Weekly summary and highlights 
The main events in the Big Brother 7 house are summarised in the table below. Evictions, tasks, and other events for a particular week are noted. Events in the house are listed in order of sequence.

Friday Night Live

Italic and bold denotes prize won.
 In the 13th Friday Night Games, as the winner, Travis was allowed to bring two guests into the Rewards Room.
 Andrew has won more Friday Night Games than any other housemate, in any season that "FNL" has aired in on Big Brother.
 As an extra on the final Friday Night Games, Zach (the winner) won the chance to spend a few minutes with his best friend Zac, Zack, or Zachary who Big Brother used in the last mini-task, instead of the usual prizes.

Special shows

Game On
"Game On" was a live show that was broadcast on Day 2 (23 April 2007). The results of the overnight wild-card SMS vote were revealed. Susannah and Zoran were the chosen two out of the six wild-card housemates. The remainder of the wild-card housemates were isolated in the White Room. The Daily Show was incorporated into the first part of the live show. Hosted by Gretel Killeen.

Full House
"Full House" was a live show that was broadcast on Day 8 (29 April 2007).  It was aired in the timeslot usually occupied by Eviction shows.  The relationship between Andrew and Hayley was revealed to the house, as was Billy's role to impede Hayley's task of keeping that relationship secret from the other housemates. Hayley and Andrew were deemed by Big Brother to have successfully kept their relationship a secret from the housemates for the week (fewer than half of the housemates had successfully guessed their relationship) which meant they could both stay in the house. Big Brother also revealed that for succeeding in their task they had earned $50,000 to be added to the prize money, which was previously set at zero. Big Brother also tempted the wildcard housemates to leave the White Room by offering a sum of money to them (A$750), which Cruz accepted. Hosted by Gretel Killeen.

Wild Card Entry
"Wild Card Entry" was a live show broadcast on Day 11 (2 May 2007). The White Room housemates had left the room and, dependent on their success completing various challenges, one of them would enter the Big Brother house as a housemate.  
The first round was determined by nominations from the White Room housemates; Kara was eliminated with two votes.
In the second round each housemate had to collect three major items of clothing and dress a model while airborne on a large steel frame.
The third round was determined by nominations from the Big Brother housemates. To cast their vote they placed a plastic ball into the corresponding tube for either Harrison or Demet. Demet won with 8 votes against 6.
Hosted by Gretel Killeen.

Golden Key
"Golden Key" was a live show broadcast on Day 18 (9 May 2007). This special was to select the winner of the Starburst Golden Key. The show's producers had selected five finalists from the original 100 Golden Key winners after an intensive audition process. The chosen finalists were Carolyn, Nick, Natalie, Angie and Laura. To select which would become a housemate contestants chose one of five numbered discs randomly from a bag. Then they were allocated a clear box of confectionery depending on which disc they had selected. One box also contained a golden key, and the contestant whose box contained the key, Nick, was designated the new housemate. He entered the house during the show, while the housemates were conducting their weekly task performance. Hosted by Gretel Killeen.

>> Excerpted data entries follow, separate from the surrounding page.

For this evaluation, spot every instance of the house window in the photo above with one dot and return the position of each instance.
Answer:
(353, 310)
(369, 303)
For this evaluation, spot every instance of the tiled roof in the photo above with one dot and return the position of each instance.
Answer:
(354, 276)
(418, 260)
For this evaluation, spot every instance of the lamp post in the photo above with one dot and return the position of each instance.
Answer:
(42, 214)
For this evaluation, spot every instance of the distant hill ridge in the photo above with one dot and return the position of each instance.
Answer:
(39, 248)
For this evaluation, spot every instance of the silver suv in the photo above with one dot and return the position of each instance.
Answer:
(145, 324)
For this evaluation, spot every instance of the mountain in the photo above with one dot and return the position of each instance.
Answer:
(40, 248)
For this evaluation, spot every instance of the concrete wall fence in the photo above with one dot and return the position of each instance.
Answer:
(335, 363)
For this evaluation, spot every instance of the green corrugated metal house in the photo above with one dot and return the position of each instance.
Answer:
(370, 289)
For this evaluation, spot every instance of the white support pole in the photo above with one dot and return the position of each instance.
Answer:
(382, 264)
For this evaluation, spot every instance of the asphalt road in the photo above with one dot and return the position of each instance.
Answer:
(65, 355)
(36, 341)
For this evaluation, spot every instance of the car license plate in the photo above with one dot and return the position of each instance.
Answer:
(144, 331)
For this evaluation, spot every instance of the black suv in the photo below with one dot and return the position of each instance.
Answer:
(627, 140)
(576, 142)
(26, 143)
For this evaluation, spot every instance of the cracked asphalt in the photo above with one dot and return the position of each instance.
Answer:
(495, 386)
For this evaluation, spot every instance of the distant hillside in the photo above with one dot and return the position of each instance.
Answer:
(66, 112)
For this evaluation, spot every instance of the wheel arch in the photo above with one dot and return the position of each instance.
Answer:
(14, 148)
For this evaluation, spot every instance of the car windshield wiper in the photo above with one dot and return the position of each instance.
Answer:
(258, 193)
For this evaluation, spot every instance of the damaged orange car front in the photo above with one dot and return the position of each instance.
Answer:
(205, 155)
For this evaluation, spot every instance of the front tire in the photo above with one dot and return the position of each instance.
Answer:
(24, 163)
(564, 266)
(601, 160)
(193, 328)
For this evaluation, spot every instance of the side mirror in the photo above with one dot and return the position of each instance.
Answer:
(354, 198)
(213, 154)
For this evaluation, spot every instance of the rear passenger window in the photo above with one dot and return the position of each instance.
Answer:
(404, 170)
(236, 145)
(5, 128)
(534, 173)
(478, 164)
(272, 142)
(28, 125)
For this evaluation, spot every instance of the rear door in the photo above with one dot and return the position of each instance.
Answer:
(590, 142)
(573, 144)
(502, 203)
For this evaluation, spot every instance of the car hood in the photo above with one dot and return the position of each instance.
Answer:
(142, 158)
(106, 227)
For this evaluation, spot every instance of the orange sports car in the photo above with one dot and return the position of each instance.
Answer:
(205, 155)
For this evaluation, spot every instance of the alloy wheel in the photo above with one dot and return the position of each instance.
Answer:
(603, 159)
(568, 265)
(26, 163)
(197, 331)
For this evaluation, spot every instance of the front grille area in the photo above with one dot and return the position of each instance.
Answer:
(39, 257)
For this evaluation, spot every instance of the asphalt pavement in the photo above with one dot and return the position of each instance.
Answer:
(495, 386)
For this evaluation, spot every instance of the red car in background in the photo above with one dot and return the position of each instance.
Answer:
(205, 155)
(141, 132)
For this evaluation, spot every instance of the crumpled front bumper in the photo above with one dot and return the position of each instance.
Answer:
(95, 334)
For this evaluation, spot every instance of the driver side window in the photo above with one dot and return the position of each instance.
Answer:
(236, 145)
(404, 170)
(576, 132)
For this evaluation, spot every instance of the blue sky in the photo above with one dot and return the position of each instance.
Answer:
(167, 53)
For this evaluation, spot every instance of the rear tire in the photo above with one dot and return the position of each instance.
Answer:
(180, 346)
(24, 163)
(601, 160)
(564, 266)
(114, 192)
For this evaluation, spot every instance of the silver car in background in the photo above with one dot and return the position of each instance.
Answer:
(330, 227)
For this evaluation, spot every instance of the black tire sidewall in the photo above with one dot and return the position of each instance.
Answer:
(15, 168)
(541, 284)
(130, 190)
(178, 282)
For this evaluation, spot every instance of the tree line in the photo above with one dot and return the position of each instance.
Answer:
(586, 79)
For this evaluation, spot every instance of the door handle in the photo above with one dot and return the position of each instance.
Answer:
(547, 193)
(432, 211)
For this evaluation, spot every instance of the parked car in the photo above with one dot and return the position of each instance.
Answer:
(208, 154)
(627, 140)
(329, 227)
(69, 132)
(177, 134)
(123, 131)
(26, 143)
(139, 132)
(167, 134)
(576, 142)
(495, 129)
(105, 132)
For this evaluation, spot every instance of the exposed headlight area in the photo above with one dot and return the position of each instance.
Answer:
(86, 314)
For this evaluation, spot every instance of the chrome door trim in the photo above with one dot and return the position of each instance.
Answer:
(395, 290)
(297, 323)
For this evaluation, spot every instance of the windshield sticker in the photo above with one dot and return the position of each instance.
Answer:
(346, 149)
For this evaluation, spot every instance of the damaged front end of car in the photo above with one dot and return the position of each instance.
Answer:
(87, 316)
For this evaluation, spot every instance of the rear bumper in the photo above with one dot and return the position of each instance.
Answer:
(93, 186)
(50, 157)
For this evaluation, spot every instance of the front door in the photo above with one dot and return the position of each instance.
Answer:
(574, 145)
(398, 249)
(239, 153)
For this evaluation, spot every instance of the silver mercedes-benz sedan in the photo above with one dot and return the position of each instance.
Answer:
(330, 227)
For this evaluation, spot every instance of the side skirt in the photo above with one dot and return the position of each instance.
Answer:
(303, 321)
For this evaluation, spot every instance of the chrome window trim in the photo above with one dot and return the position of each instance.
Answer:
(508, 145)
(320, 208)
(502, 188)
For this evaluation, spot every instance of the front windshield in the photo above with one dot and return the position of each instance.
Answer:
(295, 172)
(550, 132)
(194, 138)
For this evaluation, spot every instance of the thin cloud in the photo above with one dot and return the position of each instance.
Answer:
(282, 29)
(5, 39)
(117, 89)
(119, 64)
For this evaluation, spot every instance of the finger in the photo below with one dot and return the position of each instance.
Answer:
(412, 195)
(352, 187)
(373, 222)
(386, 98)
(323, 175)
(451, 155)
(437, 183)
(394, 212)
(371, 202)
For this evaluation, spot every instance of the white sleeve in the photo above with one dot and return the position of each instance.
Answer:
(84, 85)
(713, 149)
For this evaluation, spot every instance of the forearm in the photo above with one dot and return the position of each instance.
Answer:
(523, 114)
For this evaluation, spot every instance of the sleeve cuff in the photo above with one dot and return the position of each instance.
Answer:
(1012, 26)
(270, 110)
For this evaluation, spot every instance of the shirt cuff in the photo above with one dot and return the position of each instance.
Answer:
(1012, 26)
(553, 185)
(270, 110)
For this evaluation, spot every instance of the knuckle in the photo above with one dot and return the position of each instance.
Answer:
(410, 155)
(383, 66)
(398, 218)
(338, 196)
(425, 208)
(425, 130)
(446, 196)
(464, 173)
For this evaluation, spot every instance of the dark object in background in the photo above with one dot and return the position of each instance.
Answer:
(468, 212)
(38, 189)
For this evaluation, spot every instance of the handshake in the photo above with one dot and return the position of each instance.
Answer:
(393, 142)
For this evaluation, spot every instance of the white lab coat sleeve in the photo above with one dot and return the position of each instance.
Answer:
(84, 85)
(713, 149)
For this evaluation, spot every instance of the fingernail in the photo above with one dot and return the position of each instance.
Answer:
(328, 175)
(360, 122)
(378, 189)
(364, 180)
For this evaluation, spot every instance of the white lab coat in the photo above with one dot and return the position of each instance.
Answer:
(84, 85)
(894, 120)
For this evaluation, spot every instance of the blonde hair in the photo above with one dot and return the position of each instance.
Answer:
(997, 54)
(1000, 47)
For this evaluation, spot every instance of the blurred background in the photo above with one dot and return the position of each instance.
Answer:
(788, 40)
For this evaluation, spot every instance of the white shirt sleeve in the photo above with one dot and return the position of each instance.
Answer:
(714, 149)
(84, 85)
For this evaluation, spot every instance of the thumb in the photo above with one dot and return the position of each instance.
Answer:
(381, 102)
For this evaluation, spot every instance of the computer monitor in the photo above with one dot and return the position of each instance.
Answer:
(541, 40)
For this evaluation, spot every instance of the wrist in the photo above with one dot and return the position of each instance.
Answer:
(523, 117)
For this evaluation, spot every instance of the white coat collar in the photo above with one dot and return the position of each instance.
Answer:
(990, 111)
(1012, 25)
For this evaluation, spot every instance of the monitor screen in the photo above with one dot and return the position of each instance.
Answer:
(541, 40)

Intruder Alert! / Intruder Eviction
"Intruder Alert!" was a live 90-minute special that aired on Day 31 (22 May 2007). Hayley was evicted from the house during the episode. Later new housemates Daniela and Laura entered as intruders. Hosted by Gretel Killeen.

The Works
"The Works" was a scheduled Big Brother special focusing on behind the scenes footage that was planned to air on Day 46 (6 June 2007). The show would have been recorded on the same day at Network Ten's Pyrmont studios. The show was later cancelled for unapparent reasons.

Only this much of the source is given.